La canzone en trois langues, qui lui est attribuée, si elle n'est pas de sa main, prouve au moins que, de son temps, l'usage du provençal était encore familier aux Toscans:
Ai fals ris! per qua traitz avetz
Oculos meos, et quid feci tibi,
Che facto m'hai cosi spietata fraude?[310]
L'Italie fut bien récompensée de l'asile qu'elle donna à nos troubadours. De l'imitation assidue de leurs chansons est sortie une langue poétique plus fine, une métrique plus savante, une prosodie plus souple. Les Provençaux n'ont certes point initié les Italiens aux passions de l'amour; même l'amour chevaleresque et platonique, qui fut le sentiment original de notre Midi, n'a guère été qu'un modèle littéraire pour un peuple si vite affranchi du régime féodal, où la chevalerie eut toujours moins de prestige qu'en France.
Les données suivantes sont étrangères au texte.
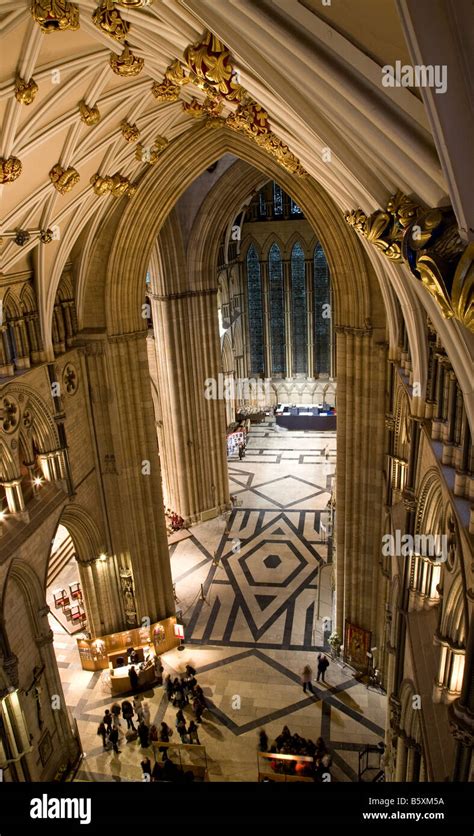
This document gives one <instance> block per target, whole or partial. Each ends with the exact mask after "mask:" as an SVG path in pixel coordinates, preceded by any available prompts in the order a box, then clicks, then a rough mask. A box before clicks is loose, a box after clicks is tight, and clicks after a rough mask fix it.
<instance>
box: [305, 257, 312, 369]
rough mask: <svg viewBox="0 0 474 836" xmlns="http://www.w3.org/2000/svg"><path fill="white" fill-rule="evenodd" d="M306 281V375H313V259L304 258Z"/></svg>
mask: <svg viewBox="0 0 474 836" xmlns="http://www.w3.org/2000/svg"><path fill="white" fill-rule="evenodd" d="M304 271H305V282H306V328H307V333H308V342H307V345H308V361H307V366H308V377H309V378H310V379H312V378H313V377H314V293H313V260H312V259H309V258H307V259H305V263H304Z"/></svg>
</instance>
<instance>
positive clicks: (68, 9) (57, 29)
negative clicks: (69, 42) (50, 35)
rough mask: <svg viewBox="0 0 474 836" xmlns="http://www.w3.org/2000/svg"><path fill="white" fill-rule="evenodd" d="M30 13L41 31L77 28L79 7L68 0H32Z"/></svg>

Mais, du commerce de nos poëtes, l'Italie a reçu une discipline morale; le culte et la dévotion de la femme, la casuistique de l'amour entrèrent dans les habitudes de son génie. La France de langue d'oïl devait ajouter beaucoup à cette éducation poétique de l'Italie.
VI
La langue française du Nord n'apparaît pas moins que le provençal dans les origines littéraires de l'Italie. Mais l'influence de notre littérature épique et romanesque dura plus longtemps que celle des troubadours. Elle fut, d'une part, plus réellement populaire, et, de l'autre, très-docilement acceptée par les lettrés de la pleine Renaissance. Elle produisit tour à tour, à partir du temps où le goût provençal s'effaça dans la péninsule, les Reali di Francia, l'Orlando Innamorato et l'Orlando Furioso.
Au XIIe siècle, le français était établi, à la suite de la conquête normande, sur le littoral des provinces méridionales. Ciullo d'Alcamo, sous Frédéric II, fit entrer dans son dialecte sicilien un certain nombre d'expressions françaises: magione, peri, senza faglia. Au commencement du XIIIe siècle, l'étude du français fut générale dans toute l'Italie, particulièrement dans le Véronais et le Trévisan, où les chefs des grandes familles conversaient en cette langue. Le troubadour lombard Sordello composa en idiome d'oïl. Pendant quatre-vingts ans environ, la Marca Trivigiana fut un centre très-vivant de civilisation toute française que Dante a signalée:
In sul paese, ch' Adige e Po riga,
Solea valore e cortesia trovarsi[311].